Глазами я приласкал ее, и она притихла, засветилась.

Сидит на кровати, руку мою не выпускает из своей и смотрит на меня так, будто я вот-вот поднимусь на небо.

Не поднимусь! Мы еще долго будем чеканить с тобой землю.

Друзья с утра до вечера толпятся в моей палате. Гарбуз, Леня Крамаренко, инженер Поляков, Андрюшка, мой помощник дядя Миша, Мария. Нет почему-то одного Бори.

Андрюшка наклоняется надо мной, поправляет бинт на груди.

— Сань, ухи принести тебе? Свеженькой! А?

Молчу. Спрашиваю:

— Как же это случилось?.. Крушение…

Андрюшка перестал улыбаться, потемнел и сказал:

— Рыба на ходу сделал отцепку, чтоб крушение…

— Рыба? Ры-ы-ба? Значит, не пескарь…

— Сань, скорей выздоравливай. Судить будут его. Тебя дожидаются, ты главный свидетель. Все ковши со шлаком отцепил собака. Месть!.. Тебе и всем.

Значит, не я виноват в крушении. Гора с сердца свалилась.

— А где же Боря? На работе, некогда все, да?

Опускаются головы. Глаза смотрят в сторону. Тишина.

«Почему они все замолчали?»

А Мария Григорьевна засуетилась, вывалила из корзины в беспорядочную кучу свертки, баночки и, как маленькому закрывает рот румяным яблоком.

* * *

Окончательно расстался с больничной койкой только через две недели. Переломы срослись, затянулись раны и ссадины. Отказавшись от провожатого, я пошел пешком домой. Даже Лена не узнала, что выписался из больницы. Хотелось удивить и обрадовать Бориса. Страшно истосковался по нем.

Я думал о том, как войду в комнату и мы обнимемся до хруста в костях, а потом сядем на кровать и будем вспоминать тайгу: белый дом, гривастых львов.

С досадой остановился перед запертой дверью нашей квартиры. «Опять с паровозом не может расстаться». Надо спросить у соседей, давно ли был Борис дома.

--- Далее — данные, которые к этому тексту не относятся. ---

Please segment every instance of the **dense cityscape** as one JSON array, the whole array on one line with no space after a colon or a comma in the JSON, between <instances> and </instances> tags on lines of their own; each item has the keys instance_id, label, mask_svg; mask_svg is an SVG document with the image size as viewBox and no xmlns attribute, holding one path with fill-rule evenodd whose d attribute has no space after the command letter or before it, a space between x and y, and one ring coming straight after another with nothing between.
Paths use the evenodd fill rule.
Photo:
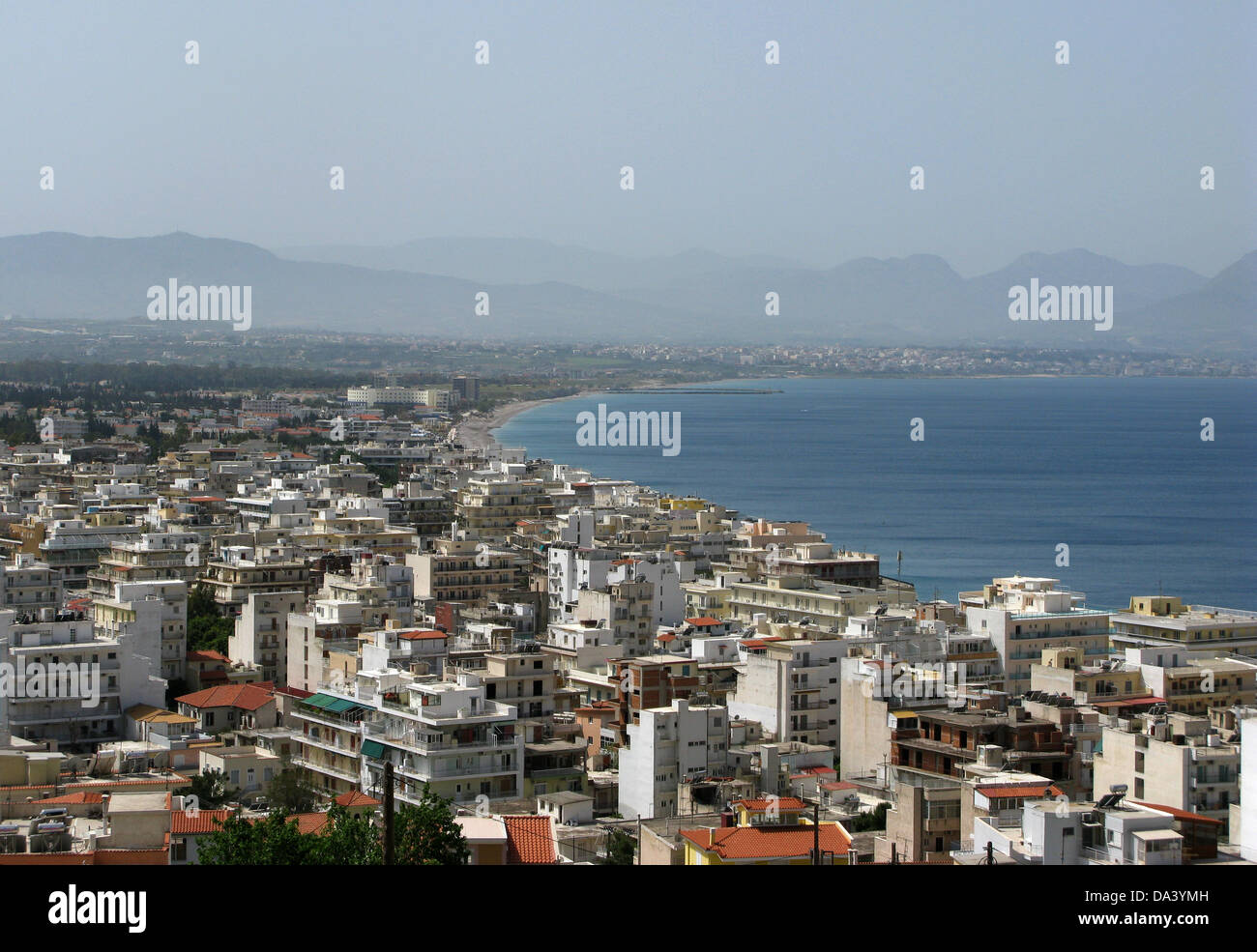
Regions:
<instances>
[{"instance_id":1,"label":"dense cityscape","mask_svg":"<svg viewBox=\"0 0 1257 952\"><path fill-rule=\"evenodd\" d=\"M1257 860L1254 612L924 599L499 445L476 374L108 383L0 384L0 862L385 862L386 811L409 862Z\"/></svg>"}]
</instances>

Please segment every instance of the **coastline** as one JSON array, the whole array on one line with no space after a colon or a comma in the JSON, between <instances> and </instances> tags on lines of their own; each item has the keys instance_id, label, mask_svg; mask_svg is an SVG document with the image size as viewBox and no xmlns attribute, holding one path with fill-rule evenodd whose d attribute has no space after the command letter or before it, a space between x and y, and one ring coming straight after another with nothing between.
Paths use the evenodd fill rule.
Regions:
<instances>
[{"instance_id":1,"label":"coastline","mask_svg":"<svg viewBox=\"0 0 1257 952\"><path fill-rule=\"evenodd\" d=\"M1001 379L1105 379L1107 374L1090 374L1090 373L979 373L979 374L964 374L954 377L952 374L908 374L915 376L920 379L967 379L967 381L1001 381ZM1180 374L1153 374L1153 377L1179 377ZM718 381L698 381L698 382L669 382L664 383L661 381L644 381L639 384L639 388L646 389L676 389L676 388L690 388L690 387L714 387L723 383L737 383L745 384L757 381L791 381L791 379L882 379L880 374L776 374L768 377L724 377ZM891 379L900 379L894 377ZM1120 379L1148 379L1148 376L1131 376L1129 378L1121 377ZM1238 379L1254 379L1254 378L1238 378ZM547 397L544 399L517 399L510 403L504 403L497 407L488 416L476 413L473 416L465 416L454 427L453 442L459 442L469 450L484 450L489 446L499 445L494 433L509 423L514 417L523 413L533 407L541 407L546 403L559 403L567 399L577 399L579 397L590 397L598 393L607 393L606 388L595 387L591 389L577 391L566 397Z\"/></svg>"}]
</instances>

Вышла в коридор худенькая, с водянистыми глазами женщина, удивленно посмотрела на меня и шепнула оглядываясь:

— Нету, давно нету, унесли…

Лежу долго, потеряв счет часам. В наступающих сумерках вижу в углу голые ребра кровати, на вешалке висит удавленником куртка с блестящим черным мехом, который так шел к Полосам Бори. Не могу оставаться в этой комнате, где еще все дышит им.

Иду к Уралу, блуждаю высоким берегом и слышу знакомые переливы сигнала Борисова паровоза. Приметный гудок Бори. Сирена. Иду на призыв, разыскиваю паровоз на станции. Ожидаю встретить его грязным, заброшенным.

Нет, он таков, как был при Борисе: блестит котел, горят надраенные части.

Иду скорее к людям, в толпу, чтобы избавиться от тошноты, хрипа в горле. Встречаю Богатырева, который избран недавно секретарем партийной ячейки.

Он жмет мою руку и, загадочно улыбаясь, ведет к большому плакату на стене депо. Я читаю:

«СЕГОДНЯ, 8 АВГУСТА,
ПЕРЕДАЧА В ПАРТИЮ ГЕРОЕВ
МАГНИТОГОРСКА МАШИНИСТОВ ПАРОВОЗОВ
20, 100, 2455 и др.»

На собрание пришла вся моя бригада, все хозяева шести заграничных паровозов.

Богатырев стоит за длинным столом, смотрит поверх очков на собрание, встряхивая моим заявлением, и говорит:

— Вот, товарищи, принимаем мы в ленинские ряды машиниста, а в его автобиографии сказано, что занимался воровством, кокаин нюхал и в допрах сидел. Как же нам быть?

Долго молчит собрание, под ноги смотрит.

В открытое окно врываются паровозные крики. Ветер бьет концом плаката, и он трепещет подбитым крылом. Люди рады, что нашлось что-то, куда можно отвести растерянный взгляд. Все жадно слушают, как шуршит грубая бумага, и всем жалко, когда она разрывается о ржавый гвоздь.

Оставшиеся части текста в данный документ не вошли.